Tue Sep 15 12:57:06 UTC 2009

On Mon, 14 Sep 2009 23:46:16 -0400
Mark Mielke <mark at mark.mielke.cc> wrote:

> On 09/14/2009 07:28 PM, Stephan von Krawczynski wrote:
> > I have problems in understanding exactly the heart of your question. Since the
> > main reason for rsyncing the data was to take a backup of the primary server,
> > so that self heal would have less to do it is obvious (to me) that it has been
> > a subvolume of the replicate. In fact is was a backup of the _only_ subvolume
> > (remember we configured a replicate with two servers, where one of them was
> > actually not there until we offline fed it with the active servers' data and
> > then tried to switch it online in glusterfs.
> >    
> 
> A potentially valid question here - if the backend storage was a 
> database as other solutions use, would you expect this to work?

No, of course not.

> To some degree, rsync from backup is opening up the black box and 
> shoving stuff in that you think, in theory, should work.

No, not really. In fact every other comment about glusterfs(d) reads like
"this is a standard application regarding the fs, therefore it cannot be
responsible for problem A or bug B". Now, if it is to be judged as one of many
applications on the one hand, then it should be able to cope with situations
that every standard application can cope with either - other applications
using the same fs.
_The_ advantage of the whole glusterfs concept is exactly that it is _no_ fs
with a own and special disk layout. It (should) run(s) on top of an existing
fs that can be used just like a fs may be used - including backup (with rsync
or whatever), restore and file operations of any kind.
If subvolumes are indeed closed storages then they would be in no way
different than nbd, enbd, whatever-nbd. For various reasons we don't want
these solutions.
So, if you did not backup with rsync -X to preserve xattrs you shall loose
some consistency parameters. But you should not loose your ability to restore
the data as a whole.
At least these are my expectations in straight-forward use of glusterfs.

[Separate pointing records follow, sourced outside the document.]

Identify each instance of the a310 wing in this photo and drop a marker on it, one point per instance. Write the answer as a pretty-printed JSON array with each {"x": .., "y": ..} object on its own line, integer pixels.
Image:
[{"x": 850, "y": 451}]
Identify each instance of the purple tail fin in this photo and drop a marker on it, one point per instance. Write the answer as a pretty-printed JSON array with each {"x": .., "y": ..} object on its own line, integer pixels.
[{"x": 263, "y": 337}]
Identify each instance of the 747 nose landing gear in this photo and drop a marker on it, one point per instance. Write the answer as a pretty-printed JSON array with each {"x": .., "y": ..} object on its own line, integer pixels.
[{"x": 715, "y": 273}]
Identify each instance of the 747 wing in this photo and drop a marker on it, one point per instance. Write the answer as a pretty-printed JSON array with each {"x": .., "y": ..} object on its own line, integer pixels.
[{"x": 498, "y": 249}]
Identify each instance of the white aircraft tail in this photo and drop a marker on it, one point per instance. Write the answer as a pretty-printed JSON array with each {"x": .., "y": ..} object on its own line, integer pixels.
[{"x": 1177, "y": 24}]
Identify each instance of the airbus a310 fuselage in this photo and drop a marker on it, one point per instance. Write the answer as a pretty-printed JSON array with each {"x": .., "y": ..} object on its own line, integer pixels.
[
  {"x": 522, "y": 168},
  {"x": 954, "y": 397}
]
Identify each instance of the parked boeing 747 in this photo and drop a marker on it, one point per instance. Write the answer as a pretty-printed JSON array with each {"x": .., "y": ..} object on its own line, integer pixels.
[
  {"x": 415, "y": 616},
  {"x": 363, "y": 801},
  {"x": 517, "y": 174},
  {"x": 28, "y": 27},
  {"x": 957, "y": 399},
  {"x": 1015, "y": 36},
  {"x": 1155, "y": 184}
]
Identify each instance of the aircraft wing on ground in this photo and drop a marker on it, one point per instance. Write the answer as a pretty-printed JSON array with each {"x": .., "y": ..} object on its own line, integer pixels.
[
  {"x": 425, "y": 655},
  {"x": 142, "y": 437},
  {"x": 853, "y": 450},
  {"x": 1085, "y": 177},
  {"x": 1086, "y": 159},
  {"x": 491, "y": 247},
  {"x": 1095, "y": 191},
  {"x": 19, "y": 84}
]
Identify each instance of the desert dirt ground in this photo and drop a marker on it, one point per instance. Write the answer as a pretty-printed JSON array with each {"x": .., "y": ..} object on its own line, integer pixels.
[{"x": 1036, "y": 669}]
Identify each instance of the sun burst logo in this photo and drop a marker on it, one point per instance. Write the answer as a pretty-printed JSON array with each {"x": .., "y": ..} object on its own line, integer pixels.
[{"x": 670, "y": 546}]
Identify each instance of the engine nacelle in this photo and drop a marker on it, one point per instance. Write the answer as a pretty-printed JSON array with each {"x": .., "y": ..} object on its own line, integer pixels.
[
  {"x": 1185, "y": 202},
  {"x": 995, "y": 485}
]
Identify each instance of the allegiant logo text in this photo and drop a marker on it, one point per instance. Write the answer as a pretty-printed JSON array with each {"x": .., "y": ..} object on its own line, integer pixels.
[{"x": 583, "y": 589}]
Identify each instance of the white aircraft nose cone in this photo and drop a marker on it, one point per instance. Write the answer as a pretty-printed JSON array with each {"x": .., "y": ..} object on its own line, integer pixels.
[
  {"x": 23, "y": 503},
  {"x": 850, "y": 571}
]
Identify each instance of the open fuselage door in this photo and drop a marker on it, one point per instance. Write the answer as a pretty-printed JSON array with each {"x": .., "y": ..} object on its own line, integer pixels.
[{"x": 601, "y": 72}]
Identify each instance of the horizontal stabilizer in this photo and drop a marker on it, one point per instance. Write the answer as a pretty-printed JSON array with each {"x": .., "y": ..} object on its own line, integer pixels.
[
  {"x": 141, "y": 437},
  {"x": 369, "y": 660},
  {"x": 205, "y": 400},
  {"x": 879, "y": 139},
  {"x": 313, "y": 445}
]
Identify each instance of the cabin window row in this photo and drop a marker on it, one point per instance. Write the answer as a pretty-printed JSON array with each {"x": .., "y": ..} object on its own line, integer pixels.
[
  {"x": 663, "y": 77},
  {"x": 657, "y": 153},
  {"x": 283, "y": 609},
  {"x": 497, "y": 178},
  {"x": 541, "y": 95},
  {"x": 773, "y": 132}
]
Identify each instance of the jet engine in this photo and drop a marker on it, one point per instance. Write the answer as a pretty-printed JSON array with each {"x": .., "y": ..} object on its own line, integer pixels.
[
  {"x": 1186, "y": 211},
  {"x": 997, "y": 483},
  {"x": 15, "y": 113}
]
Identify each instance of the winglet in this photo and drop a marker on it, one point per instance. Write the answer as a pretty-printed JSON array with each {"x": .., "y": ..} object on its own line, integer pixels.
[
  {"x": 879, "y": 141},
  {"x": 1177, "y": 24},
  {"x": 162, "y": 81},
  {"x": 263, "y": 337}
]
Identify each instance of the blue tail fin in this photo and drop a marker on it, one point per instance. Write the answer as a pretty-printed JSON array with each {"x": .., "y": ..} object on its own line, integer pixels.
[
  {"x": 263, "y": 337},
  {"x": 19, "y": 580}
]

> I don't think this is really the definition of self-heal. I think of 
> self-heal is repairing damage. Really, you are sending it all new data 
> (extracting from a lossy backup copy) that happens to indirectly inherit 
> from previous data, happens to use the same path names, and asking it to 
> reconcile the differences. What is being saved here?

Time and network bandwidth

> Even in a self-heal 
> situation - it's still going to have to re-write the files, unless it is 
> able to detect that some of the leading blocks are in common and only 
> send the diffs? The files really are different.

If a file has the same path and the same name it has to be the same file -
based on the fact that there is no versioning. It may have other content, but
that is exactly what we are talking about. The simple question: what is the
valid content? I don't want glusterfs to guess or randomize, I want to be able
to say: use the copy with the latest mtime. That's about all. I don't expect
versioning nor other neat features. Just like I can say now: use the copy from
child X. Unfortunately this option brings you in trouble if child X dies,
because you have to reconfigure all clients to save the situation. If you
could say: hey just always use the latest file version you can find, at least
the classical server failures are safe. It is even save to restore old backups
to bricks and include them in replication because glusterfs will update them
(maybe the word "update" fits better than "self-heal" here).
Of course it cannot save you in a real split brain situation. Because there is
really nothing that saves you. But all other "standard" downs of a brick look
bright afterwards. Not?

-- 
Regards,
Stephan